Hann Ferenc: Paulovics. Kántor Lajos és Kocsis István írásaival (A PMMI kiadványai. Pest Megyei Múzeumok Igazgatósága – Ferenczy Múzeum, Szentendre, 2008)

Hann Ferenc - The artist's career: an overview

(Szentendre, 1997-) In the mid 1990s, the artist was considering moving 'home', to a cultural, lin­guistic, emotional, spiritual homeland that cannot be divided by state borders. He has chosen Szentendre by the Danube, turned into a 'painters'town' by the old generation of Nagybánya painters and Jenő Barcsay from the Mezőség region of Transylvania. He decided to leave his reliable Iserlohn and Barendorf clientele, with his microscopic world, containing furniture and objects from Szatmár, which was described in detail by Lajos Kántor.
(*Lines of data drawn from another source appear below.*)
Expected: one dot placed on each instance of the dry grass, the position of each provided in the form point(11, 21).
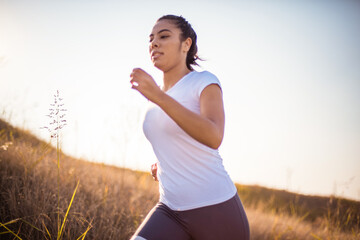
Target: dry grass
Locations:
point(111, 202)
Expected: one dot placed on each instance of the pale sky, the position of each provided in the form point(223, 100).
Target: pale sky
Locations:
point(289, 71)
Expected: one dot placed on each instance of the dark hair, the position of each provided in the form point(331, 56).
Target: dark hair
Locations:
point(186, 32)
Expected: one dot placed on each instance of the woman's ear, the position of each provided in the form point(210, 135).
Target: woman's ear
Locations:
point(187, 44)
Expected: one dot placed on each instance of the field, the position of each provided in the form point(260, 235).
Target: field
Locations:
point(83, 200)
In Szentendre, his artistic work continues without any major break, although it produces some new features. The lyrical abstract non-figurative attitude turns into a noticeably figurative one, or at least ; nto one that evokes a psychological mood while preserves some palpable signs {Mood on the Danube, 2003; Galaxy series, 2004; Moonshadow, 2005). The real novelty is, however, the appearance of land­scape in his work. As a young man, he could see Oszkár Nagy and András Mikola working on the bank of the Zazar in Nagybánya, and could touch the canvases of the old, grumpy painter, Sándor Ziffer in his studio. It is probably in Szentendre, however, that he considered landscape as a theme for the first time. The paintings he made during this period in great number are characterized by strong move­ments and excited brushwork (Street with stairs, 2002; Hilltop, 2007), by moderate cubism (Roofs on the Pismány, 2003) or by an attention paid to the inner structure of the view (Landscape structure, 2007;. Recently, the artist has painted numerous still lifes, which show no similarity with the form-analyzing, laconic but mysterious object groups of his early Szatmár period. The picture area is filled with vivid spots of burning red, ochre and blue, slipping into each other, and with Chrysanthemums, bunches of autumn flowers beside a bottle or some neutral form. Despite the changes in his oeuvre, the artist has remained faithful to two main features for about half a century. First, he has continued the series of his India ink drawings made mostly on large (usually 70x50 cm) sheets up to the present; second, he has been expanding his collector of portraits depicting masters whom he felt close to himself. On these sensitive portraits, he has often used mixed techniques.